Es wird eine große Story in der Sonntagsausgabe, verspricht
er.
Ich beschäftige mich im Büro, lese die Post und höre die paar Telefonanrufe ab, die im Laufe der letzten Woche hereingekommen sind. Ich bin außerstande zu arbeiten, und mir wird bewußt, wie wenige Mandanten und Fälle ich habe. Die Hälfte der Zeit verbringe ich damit, den Prozeß noch einmal ablaufen zu lassen, die andere Hälfte vergeht mit Träumen über meine Zukunft mit Kelly. Kann ich noch mehr Glück haben?

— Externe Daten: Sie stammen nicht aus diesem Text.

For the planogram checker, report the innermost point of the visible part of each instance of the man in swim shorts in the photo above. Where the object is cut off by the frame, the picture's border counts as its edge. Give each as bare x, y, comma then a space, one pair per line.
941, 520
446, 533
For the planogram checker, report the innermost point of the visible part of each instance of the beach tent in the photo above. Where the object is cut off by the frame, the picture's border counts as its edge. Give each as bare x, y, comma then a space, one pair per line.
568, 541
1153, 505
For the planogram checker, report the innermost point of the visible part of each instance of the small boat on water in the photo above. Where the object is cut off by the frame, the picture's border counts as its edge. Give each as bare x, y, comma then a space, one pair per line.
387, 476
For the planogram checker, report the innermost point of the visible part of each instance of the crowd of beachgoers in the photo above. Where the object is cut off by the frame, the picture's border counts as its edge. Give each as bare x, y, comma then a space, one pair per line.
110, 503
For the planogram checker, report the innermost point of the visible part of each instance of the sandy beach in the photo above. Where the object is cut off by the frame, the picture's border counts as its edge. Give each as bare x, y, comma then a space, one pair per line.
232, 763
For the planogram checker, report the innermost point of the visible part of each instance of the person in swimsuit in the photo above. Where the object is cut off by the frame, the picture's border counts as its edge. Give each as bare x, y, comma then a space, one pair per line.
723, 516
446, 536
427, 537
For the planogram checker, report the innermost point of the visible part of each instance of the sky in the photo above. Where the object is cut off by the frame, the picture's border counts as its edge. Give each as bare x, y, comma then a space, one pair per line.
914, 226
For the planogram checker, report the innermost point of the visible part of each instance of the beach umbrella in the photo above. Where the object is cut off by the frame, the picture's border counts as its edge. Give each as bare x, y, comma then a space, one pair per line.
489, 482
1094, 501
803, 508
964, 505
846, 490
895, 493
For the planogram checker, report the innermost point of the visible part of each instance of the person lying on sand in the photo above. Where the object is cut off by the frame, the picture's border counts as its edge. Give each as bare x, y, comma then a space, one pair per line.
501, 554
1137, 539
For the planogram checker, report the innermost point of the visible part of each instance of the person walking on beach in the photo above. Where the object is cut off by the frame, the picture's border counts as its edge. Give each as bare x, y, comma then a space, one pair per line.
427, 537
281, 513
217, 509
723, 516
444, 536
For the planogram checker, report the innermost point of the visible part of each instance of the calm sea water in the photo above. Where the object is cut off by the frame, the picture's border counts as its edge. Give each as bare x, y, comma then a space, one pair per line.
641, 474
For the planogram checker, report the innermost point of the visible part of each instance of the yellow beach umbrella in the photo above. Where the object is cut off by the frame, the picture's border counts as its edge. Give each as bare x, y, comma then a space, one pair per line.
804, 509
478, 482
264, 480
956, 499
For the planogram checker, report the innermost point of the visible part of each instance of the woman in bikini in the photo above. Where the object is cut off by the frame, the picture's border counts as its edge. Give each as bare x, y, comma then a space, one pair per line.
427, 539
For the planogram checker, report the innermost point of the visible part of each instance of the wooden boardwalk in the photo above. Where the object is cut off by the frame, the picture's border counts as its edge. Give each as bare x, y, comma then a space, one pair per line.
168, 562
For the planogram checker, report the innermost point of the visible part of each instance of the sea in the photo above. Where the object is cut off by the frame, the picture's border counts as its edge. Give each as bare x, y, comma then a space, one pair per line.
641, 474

Ich rufe Max Leuberg an und erzähle ihm alles haarklein. Ein Schneesturm hatte O'Hare außer Betrieb gesetzt, deshalb konnte er nicht rechtzeitig zum Prozeß nach Memphis kommen. Wir unterhalten uns eine Stunde lang.
Unser Zusammensein am Samstag abend ist dem am Freitag sehr ähnlich, nur etwas anderes zu essen und ein anderer Film. Sie liebt chinesisches Essen, und ich bringe eine große Tüte voll mit. Wir sitzen in der gleichen Position auf dem Bett, sehen uns eine Komödie an und lachen hin und wieder.
Aber es ist alles andere als langweilig. Sie kommt langsam aus ihrem privaten Alptraum heraus. Ihre körperlichen Verletzungen heilen. Das Lachen kommt ein wenig leichter, ihre Bewegungen sind ein wenig rascher. Wir berühren uns öfter, aber nicht viel öfter. Bei weitem nicht genug.
Sie möchte heraus aus dem Jogginganzug. Sie waschen ihn zwar jeden Tag, aber sie hat ihn satt. Sie sehnt sich danach, wieder hübsch zu sein, und möchte ihre Kleider. Wir reden davon, uns in ihre Wohnung zu schleichen und ihre Sachen herauszuholen.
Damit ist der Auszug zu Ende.